What the First Amendment Means For Religious Freedom and Healthcare
By Rabbi Jack Moline

As a kid, I always took a certain pride in the number of Jewish names attached to hospitals. Beth Israel, Cedars Sinai, Montefiore and so many others reminded me that in cities across America, the Jewish commitment to healing had tangible expression. These institutions stood alongside institutions with names such as Lutheran General, Adventist and Holy Cross. In fact, I was born in Loretto Hospital, founded and run by an order of Roman Catholic nuns.
Eventually, I learned that, while some hospitals were founded out of principle, others were founded out of necessity.
Newly minted doctors belonging to minority faith groups faced difficulties while searching for positions at hospitals run by other faith groups — and sometimes even public hospitals. In response, these communities created their own healthcare solutions. Some did so to circumvent prejudice. Some did so to provide medical care consonant with faith values. And some did so for both reasons.
Historically, the overt link between religion and health care focused on the need to cultivate physicians who could tend to their own. Eventually, however, things changed. Today, it is nearly unthinkable that a hospital would refuse to hire an expert physician belonging to a different faith community than the one borne by the hospital.
As the sophistication of health care and medical practices become more sophisticated and available than ever before, the relationship between faith values and medical practices changed significantly. A Jehovah’s Witness who refused blood transfusions, a Christian Scientist who eschewed pharmaceuticals or an Orthodox Jew who would not consider a vasectomy might challenge the advice of a physician. The courts mostly upheld the rights of individuals to refuse medical treatments that violated their personal values. Those permissions affirmed the free exercise clause of the First Amendment, even when in medical terms, there might be a threat to the individual’s own well-being.
However, the First Amendment claims of healthcare providers have now moved into the spotlight in a way that differs from the past. Medical practitioners may find themselves constrained by their personal religious commitments from performing procedures that best scientific practice might indicate. They may be employed by faith-based health care institutions with values that do not match their own. Patients seeking medical attention may be denied legal and sound treatments because of the faith values of others.
Especially if there are public funds involved and/or there is no comparable alternative available to the patient, these actions seem to violate the First Amendment, rather than honor it. The “free exercise” clause allows personal choice. But the “(non)-establishment clause” prohibits the imposition of a religious standard by the government on those who do not freely accept it.

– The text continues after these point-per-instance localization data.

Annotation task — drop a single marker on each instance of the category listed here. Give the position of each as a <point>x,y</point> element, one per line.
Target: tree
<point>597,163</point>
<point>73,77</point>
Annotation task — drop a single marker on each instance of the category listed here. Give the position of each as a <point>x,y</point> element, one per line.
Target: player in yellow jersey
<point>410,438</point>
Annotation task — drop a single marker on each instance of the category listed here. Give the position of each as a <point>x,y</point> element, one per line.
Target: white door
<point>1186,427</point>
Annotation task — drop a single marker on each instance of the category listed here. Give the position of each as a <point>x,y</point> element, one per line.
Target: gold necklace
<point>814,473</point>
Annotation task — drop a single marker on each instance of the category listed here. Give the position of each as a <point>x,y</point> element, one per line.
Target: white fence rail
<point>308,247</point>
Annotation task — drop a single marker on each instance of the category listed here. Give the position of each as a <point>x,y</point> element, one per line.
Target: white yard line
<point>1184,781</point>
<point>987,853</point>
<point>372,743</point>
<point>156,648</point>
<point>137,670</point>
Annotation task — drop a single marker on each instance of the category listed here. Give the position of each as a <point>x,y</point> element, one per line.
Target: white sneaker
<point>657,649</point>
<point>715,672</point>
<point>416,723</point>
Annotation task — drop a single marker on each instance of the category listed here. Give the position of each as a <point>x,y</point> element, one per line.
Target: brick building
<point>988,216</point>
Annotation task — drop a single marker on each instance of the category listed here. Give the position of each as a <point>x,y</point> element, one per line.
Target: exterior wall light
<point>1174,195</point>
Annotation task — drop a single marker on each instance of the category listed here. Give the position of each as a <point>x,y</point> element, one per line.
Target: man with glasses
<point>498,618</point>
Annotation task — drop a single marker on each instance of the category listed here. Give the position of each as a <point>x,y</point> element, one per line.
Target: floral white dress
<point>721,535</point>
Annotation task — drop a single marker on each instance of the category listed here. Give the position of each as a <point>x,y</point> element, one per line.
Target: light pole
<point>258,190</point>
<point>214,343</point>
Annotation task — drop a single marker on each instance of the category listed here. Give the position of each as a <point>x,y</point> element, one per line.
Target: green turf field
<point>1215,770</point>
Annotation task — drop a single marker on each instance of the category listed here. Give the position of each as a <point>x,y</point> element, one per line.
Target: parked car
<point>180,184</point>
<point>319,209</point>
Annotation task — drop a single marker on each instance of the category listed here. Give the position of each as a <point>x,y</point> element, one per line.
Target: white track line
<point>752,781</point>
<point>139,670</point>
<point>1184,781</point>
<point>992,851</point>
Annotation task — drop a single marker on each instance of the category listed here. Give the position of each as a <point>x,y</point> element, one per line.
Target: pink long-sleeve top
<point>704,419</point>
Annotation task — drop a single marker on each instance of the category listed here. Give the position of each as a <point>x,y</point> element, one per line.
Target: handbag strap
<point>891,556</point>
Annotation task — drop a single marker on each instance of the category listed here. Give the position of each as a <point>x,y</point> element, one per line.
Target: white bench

Matters became even more complicated when Supreme Court decisions, beginning with the “Hobby Lobby” case, began recognizing the right of individuals with deeply-held religious convictions to restrict legal health care benefits to employees of their businesses. Specifically, the owners of a business who object to certain protocols — in the case of Hobby Lobby, certain types of birth control — on religious grounds could refuse to include those benefits in insurance they provide, even to people who do not share those objections.
If it sounds complicated, that’s because it is. The attempt by conservative faith activists to dictate the behaviors of others under the guise of the First Amendment has thrown conversations about religious freedom into turmoil. The medical and health needs of individuals that are determined not by science and personal belief, but instead by the religious convictions of others, have real time consequences that frequently have no alternative resolution.
The value systems of people of differing faiths and philosophies are important contributions to the public debate about law and policy. When it comes to the law, however, personal conviction may require an individual to decline to exercise permissions for themselves, but not to deny them to others.
Health care policy is the most critical of circumstances to which that principle applies. No one ought to enter the deliberations of a free and egalitarian society with the attitude that they will accept the result — but only if they get their way.
When it comes to health care, the consequences of this principle are most important. It can make the difference between life and death.